Oral Presentation 31st Lorne Cancer Conference 2019

Chromatin interactome mapping identifies target genes at breast cancer risk signals (#12)

Stacey Edwards 1
  1. Queensland Institute of Medical Research, Herston, QLD, Australia

Genome-wide association studies (GWAS) for breast cancer have identified 196 independent signals associated with increased risk. The majority of risk-associated variants within these signals fall in regulatory sequences, such as enhancers, that control gene expression.
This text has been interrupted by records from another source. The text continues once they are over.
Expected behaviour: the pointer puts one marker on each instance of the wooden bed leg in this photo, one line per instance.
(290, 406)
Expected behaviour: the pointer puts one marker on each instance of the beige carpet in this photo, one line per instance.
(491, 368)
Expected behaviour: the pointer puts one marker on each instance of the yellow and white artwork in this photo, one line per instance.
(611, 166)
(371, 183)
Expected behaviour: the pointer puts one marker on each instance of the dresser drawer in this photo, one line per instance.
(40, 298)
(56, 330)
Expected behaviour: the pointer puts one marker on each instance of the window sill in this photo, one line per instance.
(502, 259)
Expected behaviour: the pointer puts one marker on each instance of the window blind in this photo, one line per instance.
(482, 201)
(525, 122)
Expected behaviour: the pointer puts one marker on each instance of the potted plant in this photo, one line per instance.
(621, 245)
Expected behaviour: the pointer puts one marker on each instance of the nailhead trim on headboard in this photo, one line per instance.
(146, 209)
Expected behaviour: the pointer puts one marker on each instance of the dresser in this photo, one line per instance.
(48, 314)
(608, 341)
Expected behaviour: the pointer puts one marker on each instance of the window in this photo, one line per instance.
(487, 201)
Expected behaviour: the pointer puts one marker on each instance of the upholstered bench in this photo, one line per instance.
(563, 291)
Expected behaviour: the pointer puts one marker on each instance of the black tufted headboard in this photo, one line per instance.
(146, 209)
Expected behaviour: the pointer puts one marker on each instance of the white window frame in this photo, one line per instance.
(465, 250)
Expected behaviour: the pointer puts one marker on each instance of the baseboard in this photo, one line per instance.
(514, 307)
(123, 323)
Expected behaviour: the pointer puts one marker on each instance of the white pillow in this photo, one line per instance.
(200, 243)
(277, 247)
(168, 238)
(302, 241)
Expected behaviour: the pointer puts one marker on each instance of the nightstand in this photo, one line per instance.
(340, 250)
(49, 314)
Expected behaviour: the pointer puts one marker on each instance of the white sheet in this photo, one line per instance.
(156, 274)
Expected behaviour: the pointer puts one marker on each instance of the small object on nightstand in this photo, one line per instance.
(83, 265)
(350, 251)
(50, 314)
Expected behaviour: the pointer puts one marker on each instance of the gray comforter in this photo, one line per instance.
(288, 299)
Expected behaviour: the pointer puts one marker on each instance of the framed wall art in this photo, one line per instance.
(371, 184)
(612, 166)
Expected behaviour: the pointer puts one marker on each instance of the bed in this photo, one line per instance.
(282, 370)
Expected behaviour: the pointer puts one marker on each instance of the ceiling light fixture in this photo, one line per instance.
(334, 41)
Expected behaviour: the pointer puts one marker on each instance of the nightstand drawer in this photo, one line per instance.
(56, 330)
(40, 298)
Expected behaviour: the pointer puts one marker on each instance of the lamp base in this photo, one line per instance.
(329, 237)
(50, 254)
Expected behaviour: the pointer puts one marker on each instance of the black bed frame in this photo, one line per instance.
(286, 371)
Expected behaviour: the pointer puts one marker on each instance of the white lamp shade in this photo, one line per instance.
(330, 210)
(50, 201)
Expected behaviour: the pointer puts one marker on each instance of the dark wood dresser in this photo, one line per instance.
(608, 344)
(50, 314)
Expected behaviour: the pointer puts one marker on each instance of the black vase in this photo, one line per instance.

Here, we perform in situ Capture Hi-C using a high-resolution breast cancer susceptibility Variant Capture array (VCHi-C), which includes probes to cover all credible risk variants. We apply VCHi-C and Promoter Capture Hi-C (PCHi-C) to link risk variants to their target genes in six human mammary epithelial and breast cancer cell lines. We use the CHiCAGO pipeline to assign confidence scores to interactions and identify between 10-27,000 high-confidence interactions per cell type. Hierarchical clustering of CHiCAGO interaction scores stratifies cell lines by estrogen receptor status, suggesting cell-type specificity of the interactomes. Global analysis of promoter-interacting regions (PIRs) shows strong enrichment for cell-type specific accessible chromatin (ATAC-seq, DNAse-seq), histone marks for active enhancers (e.g. H3K27ac, H3K4me1) and transcription factor binding motifs (e.g. GATA3, FOXA1), supporting the regulatory potential of many PIRs. Similarly, analysis of variant-interacting regions (VIRs) shows enrichment of expressed genes in the relevant cell type. In total, validated CHiCAGO-identified interactions results in 651 target genes at 139 breast cancer risk signals. To further prioritise the CHi-C-derived chromatin interactions, we use a recently developed Bayesian framework, to fine-map the direct contacts. Importantly, the combined PCHi-C and VCHi-C fine-mapping enables us to prioritise 839 out of 4208 highly-correlated risk variants, including 33 signals which are potentially reduced to less than five risk variants, and lowers the total number of target genes to 181. Gene ontology analyses revealed that the prioritised target genes are enriched for known cancer drivers and transcription factors as well as genes in the developmental, immune-system and DNA-integrity checkpoint pathways. Our results demonstrate the power of combining genetics, computational genomics and molecular studies to rationalise the identification of key variants and target genes at GWAS-identified risk regions.